A liderança de Saad foi caracterizada pela fraqueza e incapacidade de satisfazer os seus patronos sauditas e ocidentais, que preferiam o primeiro-ministro Fu'ad Sanyurah, que deixou o cargo no lugar de Saad, porque ele enfrentou o Hezbollah.

Para piorar as coisas, a sorte financeira de Hariri sofreu em conjunto com as suas dificuldades políticas. A sua empresa, a Saudi Oger (que representava uma parte importante da herança do seu pai), faliu e a Arábia Saudita acusou-o de não pagar. Ele não conseguia mais financiar o aparato político e midiático do movimento, então fechou seu jornal e sua emissora de TV.

Saad Hariri nunca dominou o complicado jogo político libanês e entendeu pouco sobre a política árabe e internacional.

Ele também estava envolvido em questões pessoais escândalos e enriqueceu no cargo - assim como seu pai havia feito antes dele. Além disso, Saad não teve nem o apoio da família; o seu irmão, Bahaa, cortou relações com ele e tem trabalhado para obter apoio saudita para o seu movimento político (a agenda do seu movimento político é promover os interesses sauditas e oferecer uma posição mais anti-Hizbullah). A meia-irmã de Saad, Hind, está processando-o na corte francesa, enquanto seu meio-irmão, Ayman, foi o único que o apoiou na semana passada.

A Arábia Saudita está ressentida com o Líbano, tal como MbS está ressentido com o Iémen, um país pequeno e pobre que não pôde ser subjugado após anos de bombardeamentos brutais e um cerco cruel. Da mesma forma, o Hezbollah, apesar da guerra ofensiva israelita de 2006, não foi desalojado da política libanesa e o seu arsenal militar permanece intacto.

Israel, os EUA e a Arábia Saudita concentraram a sua campanha nos últimos anos nos aliados cristãos do Hezbollah, mas isso não impediu que Michel Awn (um aliado chave do Hezbullah) se tornasse presidente.

A reforma política antecipada de Hariri não é voluntária e ele tentará regressar, especialmente se Muhammad bin Salman não conseguir tornar-se rei na Arábia Saudita.

Mas enquanto MbS governar a Arábia Saudita, Saad Hariri será banido da política libanesa.

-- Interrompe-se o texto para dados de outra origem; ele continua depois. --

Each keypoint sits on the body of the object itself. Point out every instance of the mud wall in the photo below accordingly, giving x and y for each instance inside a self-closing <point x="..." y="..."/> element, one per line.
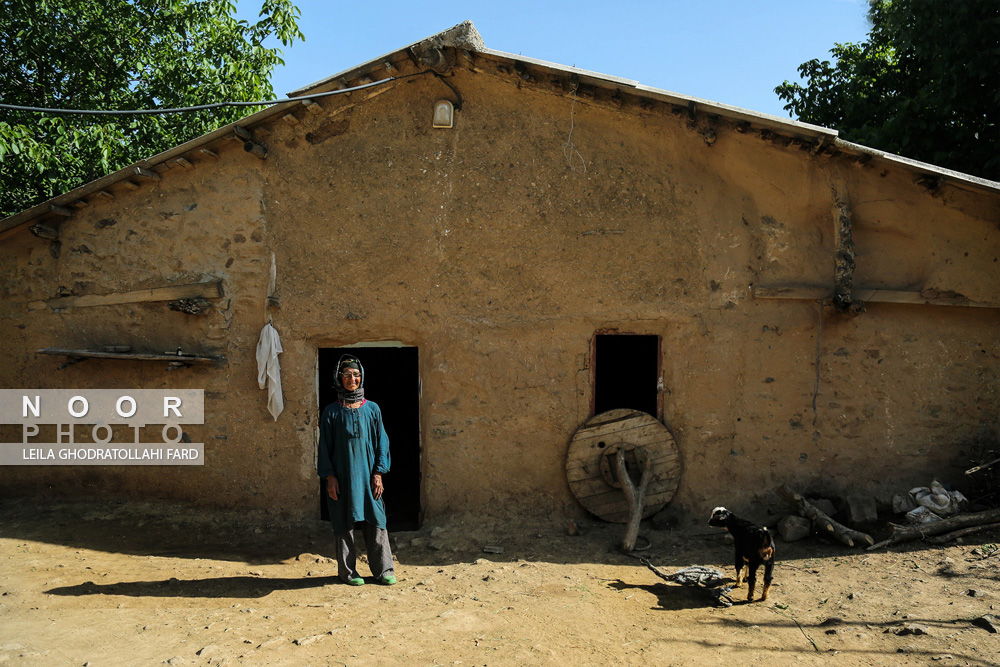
<point x="499" y="248"/>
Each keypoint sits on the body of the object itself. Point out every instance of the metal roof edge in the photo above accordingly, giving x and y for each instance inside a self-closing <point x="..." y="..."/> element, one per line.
<point x="67" y="198"/>
<point x="951" y="175"/>
<point x="463" y="35"/>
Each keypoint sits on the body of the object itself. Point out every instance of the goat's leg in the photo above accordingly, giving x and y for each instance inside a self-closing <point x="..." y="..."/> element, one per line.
<point x="768" y="570"/>
<point x="752" y="580"/>
<point x="739" y="570"/>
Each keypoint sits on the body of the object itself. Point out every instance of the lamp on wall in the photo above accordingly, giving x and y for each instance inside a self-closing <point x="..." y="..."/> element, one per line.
<point x="444" y="114"/>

Por enquanto, Hariri reside numa vila de propriedade do governo nos Emirados Árabes Unidos, mas está proibido de qualquer atividade política lá por ordem de Muhammad Bin Zayid (um aliado importante de Muhammad bin Salman). A frustração de Hariri deve ter sido dirigida aos EUA e à França – dois países com os quais ele cooperou estreitamente, mas que não o ajudaram no seu desastre com MbS.

As`ad AbuKhalil é um professor libanês-americano de ciência política na California State University, Stanislaus. Ele é o autor do Dicionário Histórico do Líbano (1998) Bin Laden, o Islão e a nova guerra americana contra o terrorismo (2002) e A batalha pela Arábia Saudita (2004). Ele twitta como @asadabukhalil

As opiniões expressas são exclusivamente do autor e podem ou não refletir as de Notícias do Consórcio.